For months after WHO declared the coronavirus outbreak an emergency, too many countries adopted a "wait-and-see" approach, which seemed less costly, instead of aggressively containing the virus, the report said.

The report analyzed the response from 28 countries.

It found that countries that recognized the threat of COVID-19 early did much better than those that waited.

Countries that "devalued science, denied the potential impact of the pandemic, delayed comprehensive action, and allowed distrust to undermine efforts" had the poorest results, the experts said in the report.

The panel also admonished the International Health Regulations, the only legally binding set of rules to direct how countries respond to an international crisis.

These "served to constrain rather than facilitate rapid action," the report says.

China and WHO were also criticized in the report for waiting too long to say the virus was spreading between humans in the city of Wuhan and to warn the world about human-to-human transmission, the Financial Times reported.

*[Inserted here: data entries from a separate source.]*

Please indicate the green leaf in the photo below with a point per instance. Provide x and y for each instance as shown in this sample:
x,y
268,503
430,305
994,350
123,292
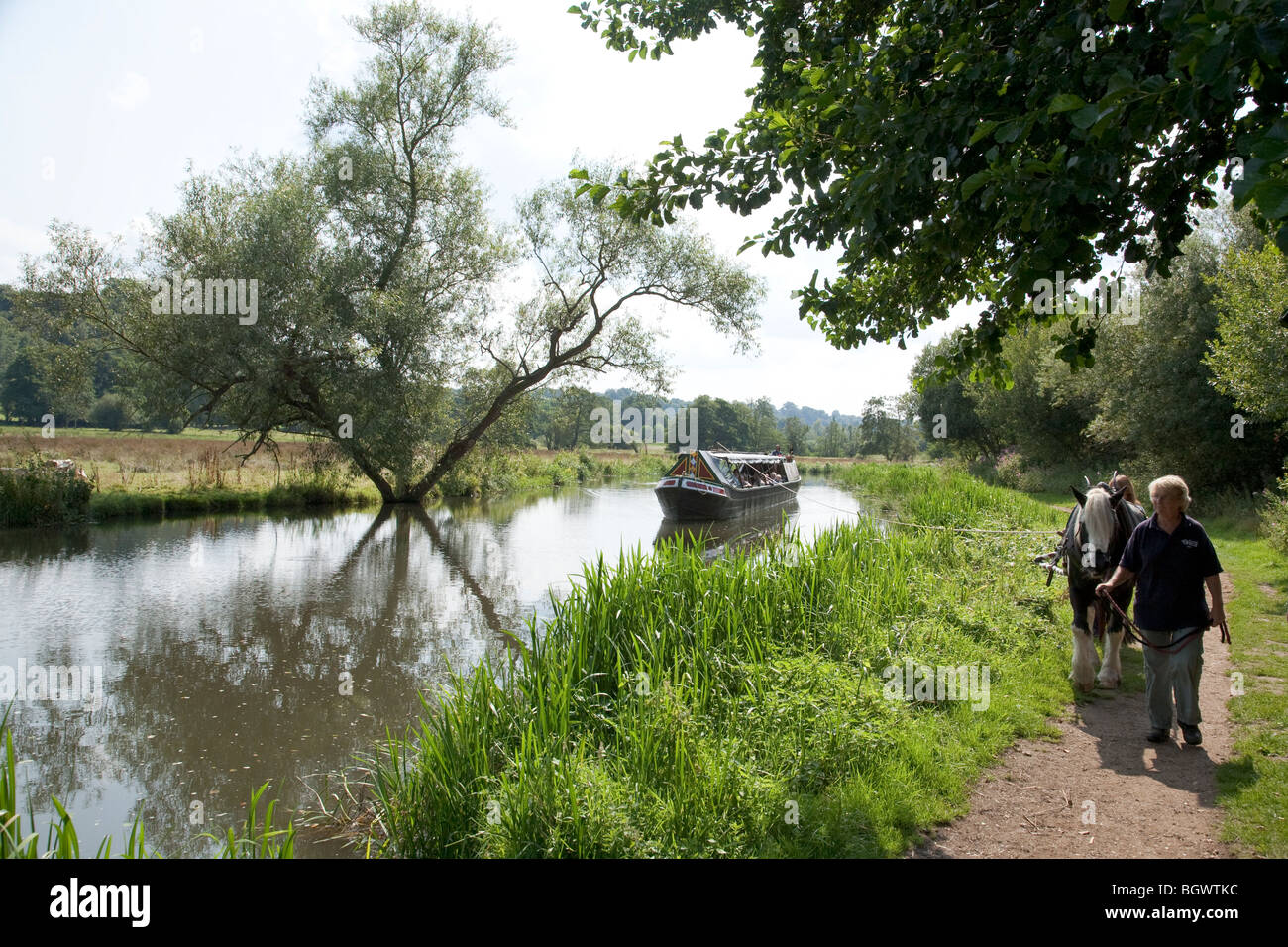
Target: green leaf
x,y
974,183
983,131
1065,102
1271,197
1085,118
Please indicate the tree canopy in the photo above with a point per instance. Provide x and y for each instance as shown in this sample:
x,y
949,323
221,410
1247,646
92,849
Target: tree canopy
x,y
956,151
376,303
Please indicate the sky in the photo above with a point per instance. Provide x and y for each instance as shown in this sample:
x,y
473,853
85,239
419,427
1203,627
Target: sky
x,y
106,106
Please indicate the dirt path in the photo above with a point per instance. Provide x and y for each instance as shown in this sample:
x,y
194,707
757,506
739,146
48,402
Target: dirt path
x,y
1103,789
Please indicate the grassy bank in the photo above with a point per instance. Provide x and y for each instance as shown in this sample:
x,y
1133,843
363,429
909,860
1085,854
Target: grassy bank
x,y
1253,785
197,474
675,707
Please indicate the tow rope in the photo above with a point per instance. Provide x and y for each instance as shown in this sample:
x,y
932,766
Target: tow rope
x,y
1137,635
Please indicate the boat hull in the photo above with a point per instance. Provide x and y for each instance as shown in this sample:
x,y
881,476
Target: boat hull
x,y
683,497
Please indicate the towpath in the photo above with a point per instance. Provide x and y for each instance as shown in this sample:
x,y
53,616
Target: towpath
x,y
1102,789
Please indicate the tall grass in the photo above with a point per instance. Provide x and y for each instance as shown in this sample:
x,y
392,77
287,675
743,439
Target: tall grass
x,y
678,707
35,495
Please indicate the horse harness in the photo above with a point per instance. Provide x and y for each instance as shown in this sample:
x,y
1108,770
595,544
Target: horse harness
x,y
1137,635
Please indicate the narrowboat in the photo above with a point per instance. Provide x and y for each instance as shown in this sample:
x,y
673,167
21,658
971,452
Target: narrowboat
x,y
708,484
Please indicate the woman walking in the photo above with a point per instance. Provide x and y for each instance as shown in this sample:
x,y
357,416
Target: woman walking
x,y
1172,558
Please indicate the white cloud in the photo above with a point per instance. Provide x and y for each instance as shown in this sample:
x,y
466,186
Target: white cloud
x,y
129,91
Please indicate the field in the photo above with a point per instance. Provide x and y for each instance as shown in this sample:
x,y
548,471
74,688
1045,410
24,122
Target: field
x,y
201,472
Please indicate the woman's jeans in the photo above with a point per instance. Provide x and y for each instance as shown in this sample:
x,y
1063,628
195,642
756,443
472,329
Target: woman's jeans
x,y
1173,672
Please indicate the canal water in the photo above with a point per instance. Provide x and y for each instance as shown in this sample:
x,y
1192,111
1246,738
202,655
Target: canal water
x,y
217,654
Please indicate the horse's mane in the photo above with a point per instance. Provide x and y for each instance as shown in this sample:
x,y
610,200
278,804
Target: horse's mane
x,y
1098,513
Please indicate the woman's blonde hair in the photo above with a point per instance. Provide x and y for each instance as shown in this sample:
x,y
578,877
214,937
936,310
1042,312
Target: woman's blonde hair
x,y
1171,486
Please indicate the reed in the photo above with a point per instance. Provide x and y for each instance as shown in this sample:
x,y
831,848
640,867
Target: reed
x,y
681,707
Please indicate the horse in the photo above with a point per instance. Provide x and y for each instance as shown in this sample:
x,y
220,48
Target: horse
x,y
1094,540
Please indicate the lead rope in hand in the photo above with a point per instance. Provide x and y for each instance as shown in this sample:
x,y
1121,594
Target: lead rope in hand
x,y
1137,635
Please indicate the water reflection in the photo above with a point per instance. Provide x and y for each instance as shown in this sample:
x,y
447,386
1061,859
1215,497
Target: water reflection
x,y
720,536
239,650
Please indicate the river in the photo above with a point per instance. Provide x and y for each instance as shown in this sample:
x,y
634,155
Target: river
x,y
226,651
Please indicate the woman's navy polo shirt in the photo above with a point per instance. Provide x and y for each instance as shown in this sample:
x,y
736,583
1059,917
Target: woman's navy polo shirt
x,y
1170,573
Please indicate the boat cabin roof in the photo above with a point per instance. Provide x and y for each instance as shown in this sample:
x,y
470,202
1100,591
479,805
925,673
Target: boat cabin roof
x,y
750,458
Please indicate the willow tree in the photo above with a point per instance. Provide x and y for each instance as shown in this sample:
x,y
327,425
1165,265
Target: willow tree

The report suggests "a fundamental transformation" to the system, its cochair Helen Clark, a former prime minister of New Zealand, said.

It proposes to:

  • create a new Global Health Threats Council,
  • give WHO more power to investigate threats,
  • create an International Pandemic Financing Facility, with a $5 billion to $10 billion annual budget and up to $100 billion in reserve for emergencies.

"If we do not act to change it now, it will not protect us from the next pandemic threat, which could happen at any time," Sirleaf said.